Corporate plans for the coming 'green economy' will transform the earth's biomass, including grasses, woodchip and algae into the next generation of biofuels. We've already started using it to create biofuels, but thanks to technological advances we'll soon be able to use much more of it for generating electricity, fertilisers and chemicals.

The result, according to the authors, will be a grab on the planet's last remaining suitable biomass, mostly biodiverse-rich tropical forests in Africa, Asia and South America.

'What is being sold as a benign and beneficial switch from black carbon to green carbon is in fact a red-hot resource grab from the global north to south to capture a new source of wealth,' explains the book written by the campaigning ETC Group.

The remaining global biomass is already struggling to carry out the ecological functions needed to stablise the planet, such as regulating the atmosphere, recycling water and nitrogen and replenishing the soils.

This book, like other research, questions the ability of the earth to support large-scale schemes to substitute biomass for fossil fuels while continuing to perform vital ecosystem services. 'Unlike coal or petroleum, biomass already has an essential role in a greener future - as living plants not as dead plastics,' one of the book's authors Jim Thomas has argued.

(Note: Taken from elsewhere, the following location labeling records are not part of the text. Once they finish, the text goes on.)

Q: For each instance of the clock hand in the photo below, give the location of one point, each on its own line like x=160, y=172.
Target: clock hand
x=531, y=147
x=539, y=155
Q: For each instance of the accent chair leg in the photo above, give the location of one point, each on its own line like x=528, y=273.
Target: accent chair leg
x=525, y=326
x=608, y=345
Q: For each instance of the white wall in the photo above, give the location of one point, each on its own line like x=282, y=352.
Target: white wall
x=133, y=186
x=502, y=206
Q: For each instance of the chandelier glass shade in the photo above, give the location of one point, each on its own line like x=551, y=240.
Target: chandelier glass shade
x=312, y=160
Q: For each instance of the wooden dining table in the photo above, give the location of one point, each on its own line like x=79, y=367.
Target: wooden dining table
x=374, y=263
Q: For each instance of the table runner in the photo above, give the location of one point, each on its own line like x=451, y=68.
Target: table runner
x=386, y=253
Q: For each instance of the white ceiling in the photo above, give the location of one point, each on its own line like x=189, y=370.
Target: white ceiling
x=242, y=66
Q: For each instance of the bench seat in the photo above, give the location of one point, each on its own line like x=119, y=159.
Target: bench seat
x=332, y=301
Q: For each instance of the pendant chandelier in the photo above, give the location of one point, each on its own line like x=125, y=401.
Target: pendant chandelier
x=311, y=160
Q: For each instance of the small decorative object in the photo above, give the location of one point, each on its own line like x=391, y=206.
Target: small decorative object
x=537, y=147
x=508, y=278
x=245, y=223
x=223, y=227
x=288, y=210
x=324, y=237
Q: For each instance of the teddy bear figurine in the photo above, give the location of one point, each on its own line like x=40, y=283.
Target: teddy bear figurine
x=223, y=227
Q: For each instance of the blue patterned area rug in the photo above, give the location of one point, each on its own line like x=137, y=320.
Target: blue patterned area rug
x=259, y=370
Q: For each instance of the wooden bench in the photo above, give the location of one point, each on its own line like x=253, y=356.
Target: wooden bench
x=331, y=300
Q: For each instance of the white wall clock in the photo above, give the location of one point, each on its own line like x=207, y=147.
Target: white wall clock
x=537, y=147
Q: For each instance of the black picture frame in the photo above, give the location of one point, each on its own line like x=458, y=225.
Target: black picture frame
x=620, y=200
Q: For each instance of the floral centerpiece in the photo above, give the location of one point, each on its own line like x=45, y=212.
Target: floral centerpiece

'Just as the first generation of biofuels have gobbled up farmland that should have been prioritised for food production, so the bigger requirements for biomass in this coming bioeconomy will see a grab on plants and land on an unprecedented scale in order to keep the new bioeconomy satiated with feedstocks,' adds Thomas.

Citing the example of sugar cane in Brazil, Thomas says the chemical-intensive and water-hungry crop is harvested by an 'army of landless mistreated workers, many in slave conditions' and that the expansion of the crop to furnish the bioeconomy has come at the expense of the fragile Cerrado, a biodiverse watershed region that supplies the Amazon.

Sugar cane expansion is also pushing other production such as soya deeper into the Amazon rainforest.

'Pillaging fragile ecosystems for their carbon and sugar stocks is a murderous move on an already overstressed planet. Instead of embracing the false promises of a new clean green bioeconomy, civil society should reject the new biomassters and their latest assault on land, livelihoods and our living world,' concludes the book.

Who are the new Biomassters?

Forestry and agribusiness giants that already control land and biological resources worldwide are at the forefront of developing the bioeconomy and the new market in biomass, including Cargill, Bunge and Tate & Lyle.

High-tech companies like Monsanto and Syngenta are providing the new tools to transform, measure and exploit the biological world, helping to develop genetic information as a commodity.

Pharma, chemical and energy companies including DuPont, BASF, Shell, BP and ExxonMobil are partnering with the new bio-entrepreneurs to switch their production processes and feedstock sourcing.

Financial services companies and investment banks like Goldman Sachs and JP Morgan are drawing up new ecosystem securities, trading markets and land investments.

Consumer products and food companies including Proctor & Gamble, Unilever and Coca-Cola are turning to biobased products, packagaing and ingrediets to make 'green' marketing claims.